Assuming the XML is well formed, such as
<?xml version="1.0" encoding="UTF-8"?>
<weblogic-service>
<service_info name="dummyapp" version="5.0"/>
<object name="WebApplications">
<item Location="dummyapp/ear/dummyapp.ear" name="dummy"/>
</object>
<object name="jdbc_oracle_nonxa">
<item db_name="MYDB1" db_user="dummyapp_user" global_trans="None" initial_size="10" jndi_name="dummyapp-aty-ds" max_size="25" name="dummyapp-aty-ds" statement_cache_size="10"/>
</object>
</weblogic-service>
(I've closed tags that were not closed in the question)

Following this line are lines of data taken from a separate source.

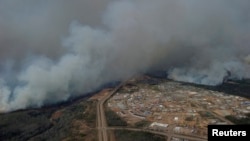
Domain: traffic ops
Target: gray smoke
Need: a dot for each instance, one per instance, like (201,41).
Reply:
(53,50)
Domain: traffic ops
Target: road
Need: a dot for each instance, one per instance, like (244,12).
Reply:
(168,134)
(102,125)
(101,119)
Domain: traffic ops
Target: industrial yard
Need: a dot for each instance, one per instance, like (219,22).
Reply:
(176,107)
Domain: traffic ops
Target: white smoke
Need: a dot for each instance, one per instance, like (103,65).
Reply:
(196,41)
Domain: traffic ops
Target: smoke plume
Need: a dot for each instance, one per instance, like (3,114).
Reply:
(52,50)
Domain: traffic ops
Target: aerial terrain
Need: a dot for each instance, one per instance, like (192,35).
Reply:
(122,70)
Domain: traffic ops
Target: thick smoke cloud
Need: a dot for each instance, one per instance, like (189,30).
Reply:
(195,41)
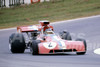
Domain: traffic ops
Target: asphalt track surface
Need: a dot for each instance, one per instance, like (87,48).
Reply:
(88,29)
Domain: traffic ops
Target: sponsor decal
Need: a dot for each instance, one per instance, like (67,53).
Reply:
(50,45)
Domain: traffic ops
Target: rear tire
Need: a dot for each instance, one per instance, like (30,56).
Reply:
(65,35)
(34,47)
(17,43)
(84,41)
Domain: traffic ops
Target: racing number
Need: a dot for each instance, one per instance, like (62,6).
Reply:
(50,45)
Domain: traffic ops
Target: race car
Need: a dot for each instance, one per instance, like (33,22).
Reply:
(41,39)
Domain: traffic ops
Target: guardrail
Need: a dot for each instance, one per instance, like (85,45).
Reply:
(2,3)
(15,2)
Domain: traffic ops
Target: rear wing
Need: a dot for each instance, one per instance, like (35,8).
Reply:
(27,28)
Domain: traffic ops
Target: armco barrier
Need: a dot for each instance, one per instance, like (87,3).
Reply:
(35,1)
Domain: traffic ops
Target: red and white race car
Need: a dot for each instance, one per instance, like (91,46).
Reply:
(41,39)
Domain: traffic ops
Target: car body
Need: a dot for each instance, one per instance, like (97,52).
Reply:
(43,40)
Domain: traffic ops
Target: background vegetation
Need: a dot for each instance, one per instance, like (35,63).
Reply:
(53,11)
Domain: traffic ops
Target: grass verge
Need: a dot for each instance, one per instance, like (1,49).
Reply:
(53,11)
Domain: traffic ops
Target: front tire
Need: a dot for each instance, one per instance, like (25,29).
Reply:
(65,35)
(34,47)
(17,43)
(85,45)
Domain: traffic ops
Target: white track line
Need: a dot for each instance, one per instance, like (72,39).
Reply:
(59,22)
(97,51)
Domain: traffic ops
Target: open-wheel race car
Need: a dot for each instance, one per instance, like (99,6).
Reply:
(41,39)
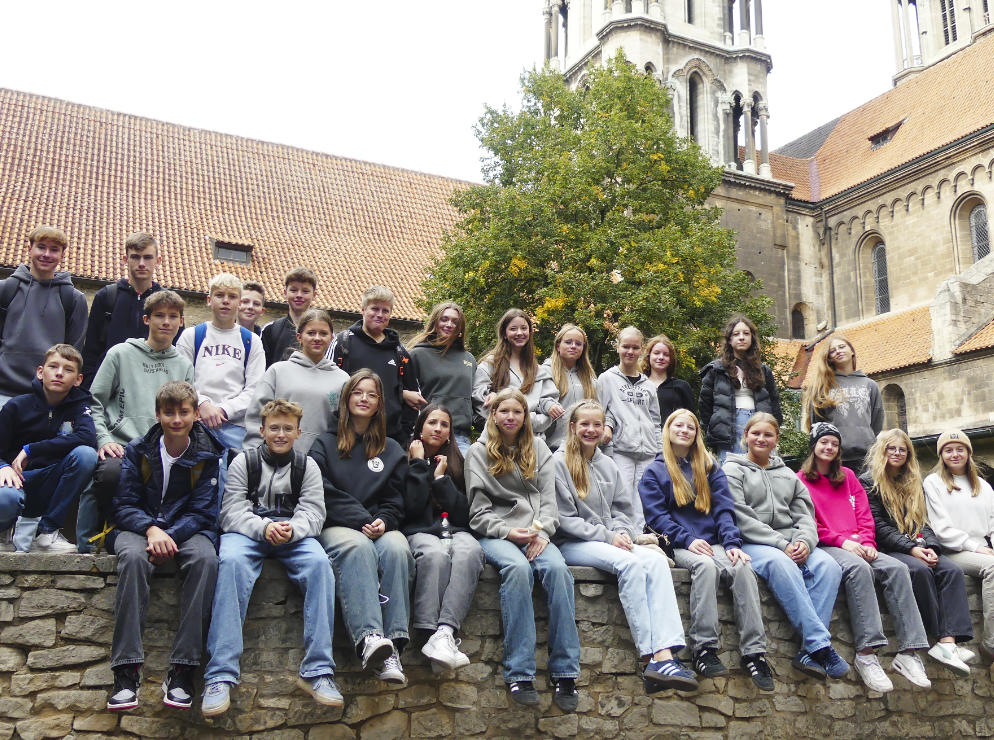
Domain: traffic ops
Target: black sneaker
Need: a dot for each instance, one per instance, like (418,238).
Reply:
(177,689)
(707,664)
(124,695)
(758,670)
(523,692)
(566,696)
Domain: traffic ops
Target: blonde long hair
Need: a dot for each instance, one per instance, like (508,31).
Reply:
(576,463)
(375,436)
(504,459)
(902,495)
(701,464)
(583,368)
(819,392)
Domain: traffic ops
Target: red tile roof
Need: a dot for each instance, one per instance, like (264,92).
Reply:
(100,175)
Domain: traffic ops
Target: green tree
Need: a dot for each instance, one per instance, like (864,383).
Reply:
(593,211)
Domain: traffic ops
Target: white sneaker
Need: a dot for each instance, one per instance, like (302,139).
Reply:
(872,673)
(375,649)
(910,666)
(442,649)
(51,542)
(946,653)
(392,671)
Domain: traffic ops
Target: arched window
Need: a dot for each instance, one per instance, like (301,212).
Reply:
(881,292)
(895,407)
(979,232)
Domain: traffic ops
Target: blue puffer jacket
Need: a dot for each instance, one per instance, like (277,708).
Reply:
(190,505)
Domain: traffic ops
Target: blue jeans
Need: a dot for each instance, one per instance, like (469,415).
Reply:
(241,562)
(49,492)
(806,593)
(645,588)
(365,569)
(517,579)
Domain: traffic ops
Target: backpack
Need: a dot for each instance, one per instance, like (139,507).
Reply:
(253,468)
(8,290)
(200,333)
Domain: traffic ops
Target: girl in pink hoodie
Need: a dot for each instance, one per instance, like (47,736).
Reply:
(847,533)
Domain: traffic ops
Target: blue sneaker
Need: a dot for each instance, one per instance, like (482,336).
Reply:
(806,664)
(670,674)
(831,661)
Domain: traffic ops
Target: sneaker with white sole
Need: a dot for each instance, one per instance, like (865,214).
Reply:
(945,653)
(869,669)
(375,649)
(392,671)
(51,542)
(910,666)
(323,690)
(217,699)
(442,649)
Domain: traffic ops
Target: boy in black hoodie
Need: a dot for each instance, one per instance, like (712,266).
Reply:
(166,507)
(368,343)
(47,453)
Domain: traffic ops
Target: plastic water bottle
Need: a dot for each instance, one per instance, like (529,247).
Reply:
(446,534)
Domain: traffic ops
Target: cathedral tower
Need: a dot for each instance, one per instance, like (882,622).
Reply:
(710,54)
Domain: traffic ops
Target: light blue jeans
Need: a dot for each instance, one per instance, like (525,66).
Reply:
(49,492)
(645,588)
(374,580)
(806,593)
(241,562)
(517,579)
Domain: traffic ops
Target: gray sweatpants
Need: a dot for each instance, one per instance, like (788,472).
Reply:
(197,561)
(443,591)
(705,573)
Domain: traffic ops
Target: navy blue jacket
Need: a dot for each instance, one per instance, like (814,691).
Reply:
(51,432)
(183,511)
(109,325)
(684,524)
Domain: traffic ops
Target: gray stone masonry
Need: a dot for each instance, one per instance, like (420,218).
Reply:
(56,621)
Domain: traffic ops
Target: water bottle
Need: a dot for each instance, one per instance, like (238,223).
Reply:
(446,534)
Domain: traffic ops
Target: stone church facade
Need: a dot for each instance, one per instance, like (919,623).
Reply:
(876,224)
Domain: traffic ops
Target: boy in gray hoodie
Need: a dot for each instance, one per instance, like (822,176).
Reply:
(124,401)
(39,308)
(273,505)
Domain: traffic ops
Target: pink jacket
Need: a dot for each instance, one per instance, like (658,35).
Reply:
(842,513)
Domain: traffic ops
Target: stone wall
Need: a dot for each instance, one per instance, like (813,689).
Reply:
(56,617)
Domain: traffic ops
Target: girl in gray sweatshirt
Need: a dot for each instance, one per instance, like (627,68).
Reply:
(510,481)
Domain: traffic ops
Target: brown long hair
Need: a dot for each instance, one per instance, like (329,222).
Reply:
(751,363)
(504,459)
(375,437)
(701,464)
(430,332)
(902,494)
(576,463)
(584,369)
(500,355)
(819,392)
(453,457)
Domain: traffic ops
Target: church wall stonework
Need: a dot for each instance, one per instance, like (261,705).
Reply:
(56,619)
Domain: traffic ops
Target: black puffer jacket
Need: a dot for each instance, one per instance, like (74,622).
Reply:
(889,537)
(717,402)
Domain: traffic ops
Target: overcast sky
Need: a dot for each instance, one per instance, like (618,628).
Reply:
(389,81)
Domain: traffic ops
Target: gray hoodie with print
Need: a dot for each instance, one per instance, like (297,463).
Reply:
(772,505)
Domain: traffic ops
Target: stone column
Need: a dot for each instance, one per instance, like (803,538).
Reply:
(764,142)
(749,165)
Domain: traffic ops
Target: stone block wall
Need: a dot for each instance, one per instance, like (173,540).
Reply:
(56,620)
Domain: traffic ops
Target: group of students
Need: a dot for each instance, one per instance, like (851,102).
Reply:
(349,458)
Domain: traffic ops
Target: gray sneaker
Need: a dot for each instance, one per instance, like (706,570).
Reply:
(323,690)
(217,699)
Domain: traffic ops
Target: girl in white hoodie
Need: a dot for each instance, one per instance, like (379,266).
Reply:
(306,378)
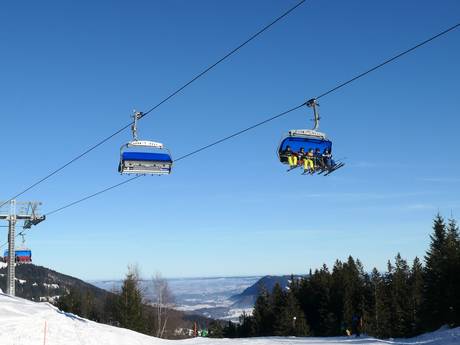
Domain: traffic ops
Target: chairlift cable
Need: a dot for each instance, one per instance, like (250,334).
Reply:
(198,76)
(387,61)
(267,120)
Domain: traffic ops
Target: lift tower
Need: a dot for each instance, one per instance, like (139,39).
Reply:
(26,212)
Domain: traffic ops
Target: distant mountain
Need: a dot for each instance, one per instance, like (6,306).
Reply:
(39,283)
(248,297)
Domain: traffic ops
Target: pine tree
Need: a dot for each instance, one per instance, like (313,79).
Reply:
(453,273)
(263,315)
(401,293)
(130,313)
(416,300)
(435,309)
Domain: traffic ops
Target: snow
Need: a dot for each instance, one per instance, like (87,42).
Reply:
(51,286)
(24,322)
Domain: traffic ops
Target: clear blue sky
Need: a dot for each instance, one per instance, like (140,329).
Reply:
(72,71)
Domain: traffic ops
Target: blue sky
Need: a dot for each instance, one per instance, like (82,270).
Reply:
(71,73)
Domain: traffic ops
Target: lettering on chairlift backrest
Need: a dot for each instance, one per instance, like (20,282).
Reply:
(146,143)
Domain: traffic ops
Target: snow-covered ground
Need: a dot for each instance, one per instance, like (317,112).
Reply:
(24,322)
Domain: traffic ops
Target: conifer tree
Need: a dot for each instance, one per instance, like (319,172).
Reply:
(453,273)
(401,294)
(416,300)
(263,315)
(130,307)
(435,309)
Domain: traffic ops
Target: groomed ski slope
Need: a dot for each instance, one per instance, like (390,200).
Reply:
(23,322)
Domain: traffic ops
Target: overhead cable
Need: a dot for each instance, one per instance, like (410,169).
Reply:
(180,89)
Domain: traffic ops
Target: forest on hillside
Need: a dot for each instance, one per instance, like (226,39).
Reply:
(404,301)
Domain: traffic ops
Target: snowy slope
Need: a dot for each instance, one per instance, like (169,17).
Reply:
(23,322)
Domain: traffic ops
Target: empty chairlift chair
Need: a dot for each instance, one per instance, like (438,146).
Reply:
(143,156)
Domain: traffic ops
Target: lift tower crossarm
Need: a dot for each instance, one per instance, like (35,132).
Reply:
(28,213)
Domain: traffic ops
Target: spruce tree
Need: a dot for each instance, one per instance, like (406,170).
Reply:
(453,274)
(435,311)
(401,294)
(130,313)
(416,300)
(263,315)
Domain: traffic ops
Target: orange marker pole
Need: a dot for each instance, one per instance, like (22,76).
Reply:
(44,335)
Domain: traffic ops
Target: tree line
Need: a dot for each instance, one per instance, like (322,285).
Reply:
(404,301)
(129,307)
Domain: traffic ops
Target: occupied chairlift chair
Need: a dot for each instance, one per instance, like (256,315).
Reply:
(143,157)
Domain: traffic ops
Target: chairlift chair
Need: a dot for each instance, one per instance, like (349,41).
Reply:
(144,156)
(307,139)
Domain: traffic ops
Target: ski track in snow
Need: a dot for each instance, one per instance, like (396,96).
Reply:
(22,322)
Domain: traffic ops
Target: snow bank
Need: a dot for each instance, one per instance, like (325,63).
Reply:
(24,322)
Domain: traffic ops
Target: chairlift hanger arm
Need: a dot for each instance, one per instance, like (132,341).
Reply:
(313,103)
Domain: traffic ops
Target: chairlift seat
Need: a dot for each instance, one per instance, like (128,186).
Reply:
(146,156)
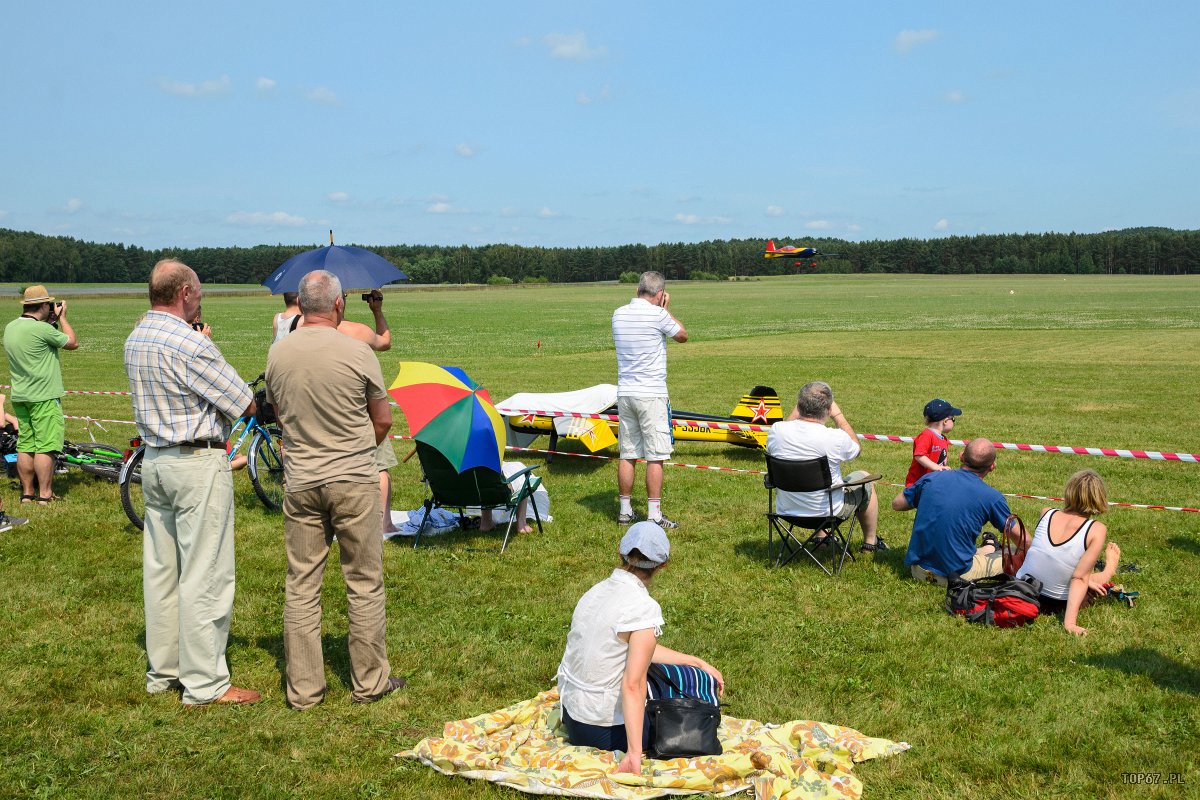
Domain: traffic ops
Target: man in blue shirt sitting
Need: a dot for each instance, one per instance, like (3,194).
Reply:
(952,507)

... then the following will output 25 (for this example):
xml sel -t -v '//item/@max_size' -nl file.xml
This is using XMLStarlet to get the value of the max_value attribute of all item nodes. The -nl at the end inserts a newline after the output.
If you need to be more specific and only look at the item node in the object node whose name is jdbc_oracle_nonxa:
xml sel -t -v '//object[@name="jdbc_oracle_nonxa"]/item/@max_size' -nl file.xml
Note that XMLStarlet is installed as xmlstarlet rather than xml on some systems.